Most companies, including those in technology, are now pushing for a return to office on most days of the week.
Physical occupancy, which averaged 40 per cent last financial year, is expected at 65-70 per cent this financial year, Crisil said.
“Notwithstanding the near-term hiccups, net leasing is expected to grow 10-12 per cent next financial year to 36-38 million square feet.
“Growth is expected to remain at a similar level over the medium term as well supported by both GCCs and domestic enterprises,” said Saina Kathawala, associate director, Crisil Ratings.
“GCCs are expected to drive office demand, given the cost advantages of the Indian market as well as the other developing markets and availability of a skilled talent pool.
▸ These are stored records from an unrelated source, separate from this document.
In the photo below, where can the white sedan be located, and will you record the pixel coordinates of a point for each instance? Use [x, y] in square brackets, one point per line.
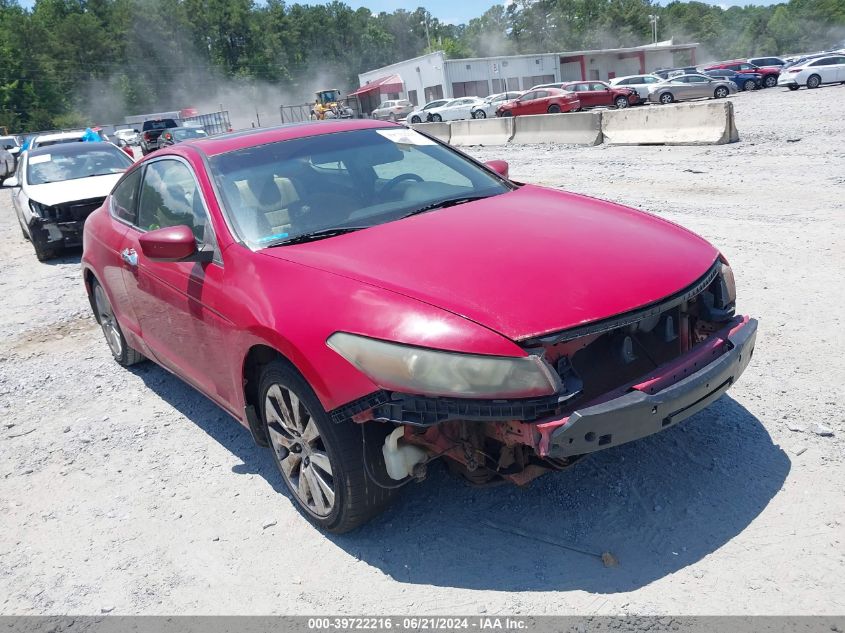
[56, 138]
[640, 83]
[421, 115]
[454, 110]
[812, 73]
[56, 187]
[487, 108]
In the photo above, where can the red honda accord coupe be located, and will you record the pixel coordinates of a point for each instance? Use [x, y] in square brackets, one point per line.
[365, 299]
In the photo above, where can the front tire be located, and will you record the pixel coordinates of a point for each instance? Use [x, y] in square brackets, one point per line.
[120, 349]
[321, 463]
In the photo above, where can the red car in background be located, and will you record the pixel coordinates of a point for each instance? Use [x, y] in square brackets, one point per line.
[540, 101]
[598, 93]
[770, 73]
[365, 299]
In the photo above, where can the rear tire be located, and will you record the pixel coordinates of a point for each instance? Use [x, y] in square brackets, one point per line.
[321, 463]
[120, 349]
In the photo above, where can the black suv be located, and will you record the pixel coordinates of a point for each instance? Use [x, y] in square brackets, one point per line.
[151, 131]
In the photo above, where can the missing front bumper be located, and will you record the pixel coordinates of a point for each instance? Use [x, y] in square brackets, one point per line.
[638, 414]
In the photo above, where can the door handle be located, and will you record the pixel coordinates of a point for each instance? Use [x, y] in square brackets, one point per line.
[129, 256]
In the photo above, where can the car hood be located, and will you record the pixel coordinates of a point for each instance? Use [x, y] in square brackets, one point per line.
[524, 263]
[53, 193]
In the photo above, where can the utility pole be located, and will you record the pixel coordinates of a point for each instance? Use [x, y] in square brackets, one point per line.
[654, 19]
[427, 35]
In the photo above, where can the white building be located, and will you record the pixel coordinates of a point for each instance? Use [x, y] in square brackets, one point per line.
[432, 76]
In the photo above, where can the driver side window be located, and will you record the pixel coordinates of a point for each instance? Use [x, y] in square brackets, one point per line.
[169, 196]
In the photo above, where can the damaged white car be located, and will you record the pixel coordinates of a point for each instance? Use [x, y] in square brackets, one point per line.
[55, 188]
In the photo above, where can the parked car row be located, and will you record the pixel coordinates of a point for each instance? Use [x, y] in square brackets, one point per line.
[814, 71]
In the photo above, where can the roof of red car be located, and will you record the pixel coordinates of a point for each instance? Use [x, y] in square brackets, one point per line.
[261, 136]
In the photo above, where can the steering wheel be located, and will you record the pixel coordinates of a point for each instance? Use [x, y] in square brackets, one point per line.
[390, 184]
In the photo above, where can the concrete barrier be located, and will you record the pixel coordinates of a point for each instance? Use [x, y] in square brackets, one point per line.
[440, 131]
[704, 123]
[577, 128]
[482, 132]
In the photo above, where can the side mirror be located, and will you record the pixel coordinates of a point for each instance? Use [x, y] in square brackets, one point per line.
[499, 166]
[173, 244]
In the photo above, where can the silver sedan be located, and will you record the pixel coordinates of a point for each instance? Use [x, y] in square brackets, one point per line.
[691, 86]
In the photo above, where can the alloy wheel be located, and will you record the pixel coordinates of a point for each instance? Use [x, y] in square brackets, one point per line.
[108, 321]
[300, 449]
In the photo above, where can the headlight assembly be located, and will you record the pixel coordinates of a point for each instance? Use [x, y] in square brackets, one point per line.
[425, 371]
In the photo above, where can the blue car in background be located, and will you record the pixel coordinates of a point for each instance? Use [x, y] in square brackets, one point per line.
[744, 80]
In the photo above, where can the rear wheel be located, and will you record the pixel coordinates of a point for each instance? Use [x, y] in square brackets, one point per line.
[322, 463]
[120, 349]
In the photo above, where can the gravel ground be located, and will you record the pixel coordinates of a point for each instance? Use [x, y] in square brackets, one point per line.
[128, 492]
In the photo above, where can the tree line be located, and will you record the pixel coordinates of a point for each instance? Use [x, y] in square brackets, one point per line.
[66, 62]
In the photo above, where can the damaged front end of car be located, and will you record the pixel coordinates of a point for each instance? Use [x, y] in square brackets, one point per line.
[593, 387]
[52, 227]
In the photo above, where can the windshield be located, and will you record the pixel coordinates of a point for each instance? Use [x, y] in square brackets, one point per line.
[45, 168]
[58, 141]
[348, 180]
[183, 133]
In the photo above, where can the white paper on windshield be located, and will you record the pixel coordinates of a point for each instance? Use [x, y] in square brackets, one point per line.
[402, 136]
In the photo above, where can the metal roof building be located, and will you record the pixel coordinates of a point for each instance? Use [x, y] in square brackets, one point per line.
[432, 76]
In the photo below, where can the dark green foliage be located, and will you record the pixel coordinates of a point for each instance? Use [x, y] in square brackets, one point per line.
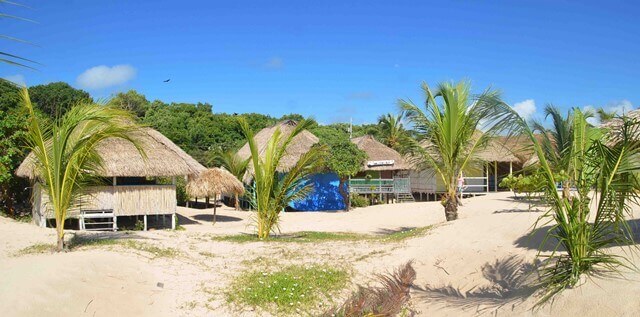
[55, 99]
[13, 193]
[131, 101]
[345, 159]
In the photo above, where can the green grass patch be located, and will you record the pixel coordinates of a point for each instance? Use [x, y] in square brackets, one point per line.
[317, 236]
[78, 242]
[38, 248]
[293, 289]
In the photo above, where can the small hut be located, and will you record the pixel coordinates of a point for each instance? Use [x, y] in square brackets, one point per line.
[213, 182]
[325, 195]
[492, 163]
[134, 188]
[384, 174]
[300, 145]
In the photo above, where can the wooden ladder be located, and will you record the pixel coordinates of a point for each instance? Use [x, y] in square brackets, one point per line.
[106, 215]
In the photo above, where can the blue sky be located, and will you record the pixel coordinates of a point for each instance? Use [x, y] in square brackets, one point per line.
[333, 59]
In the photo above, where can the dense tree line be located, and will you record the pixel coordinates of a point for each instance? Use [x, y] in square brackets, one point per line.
[196, 128]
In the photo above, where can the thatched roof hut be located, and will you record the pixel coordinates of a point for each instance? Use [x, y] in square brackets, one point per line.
[380, 156]
[122, 159]
[300, 145]
[496, 151]
[212, 182]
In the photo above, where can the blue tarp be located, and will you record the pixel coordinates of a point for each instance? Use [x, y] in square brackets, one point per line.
[325, 195]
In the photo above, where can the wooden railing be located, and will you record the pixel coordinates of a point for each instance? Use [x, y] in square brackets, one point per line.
[129, 200]
[380, 186]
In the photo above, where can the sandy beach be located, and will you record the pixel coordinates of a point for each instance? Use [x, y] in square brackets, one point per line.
[472, 255]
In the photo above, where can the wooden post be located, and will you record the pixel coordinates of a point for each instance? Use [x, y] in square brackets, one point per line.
[495, 176]
[487, 177]
[214, 209]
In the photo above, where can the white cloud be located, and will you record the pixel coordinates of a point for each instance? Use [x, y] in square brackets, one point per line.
[104, 76]
[525, 108]
[274, 63]
[16, 79]
[618, 107]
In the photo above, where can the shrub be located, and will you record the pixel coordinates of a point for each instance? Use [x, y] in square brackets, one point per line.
[293, 289]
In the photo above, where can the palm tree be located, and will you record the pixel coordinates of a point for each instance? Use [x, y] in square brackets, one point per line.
[449, 131]
[232, 163]
[272, 190]
[557, 143]
[392, 132]
[64, 151]
[604, 170]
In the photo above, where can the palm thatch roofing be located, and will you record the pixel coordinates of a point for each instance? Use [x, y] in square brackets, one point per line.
[122, 159]
[212, 182]
[496, 151]
[377, 151]
[300, 144]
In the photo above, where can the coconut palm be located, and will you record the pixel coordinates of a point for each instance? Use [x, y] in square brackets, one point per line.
[272, 191]
[232, 163]
[393, 133]
[449, 130]
[65, 156]
[604, 172]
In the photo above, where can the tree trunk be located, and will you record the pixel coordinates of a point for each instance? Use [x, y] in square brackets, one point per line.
[345, 195]
[60, 233]
[214, 208]
[451, 207]
[566, 190]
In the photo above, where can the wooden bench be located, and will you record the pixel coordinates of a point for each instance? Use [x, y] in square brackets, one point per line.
[105, 214]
“Additionally, demand from domestic enterprises will remain healthy backed by strong financial health and good growth prospects,” Kathwala added.
Given the sound medium-term outlook and adequate leverage, credit profiles of office operators will remain stable.
A Crisil Ratings analysis of office space owners with over Rs 70,000 crore debt and total leasable area of about 185 million sq. ft. corroborates it.
According to Crisil, the ratio of debt to earnings before interest, tax, depreciation and amortisation (Ebitda) and debt service coverage ratio will remain “comfortable” under 5.0 times and at 1.6-1.7 times, respectively, this financial year and the next.
“That said, the duration and intensity of the global economic slowdown and its impact on hiring as well as overall business plans of companies can impact future leasing and will bear watching,” it said.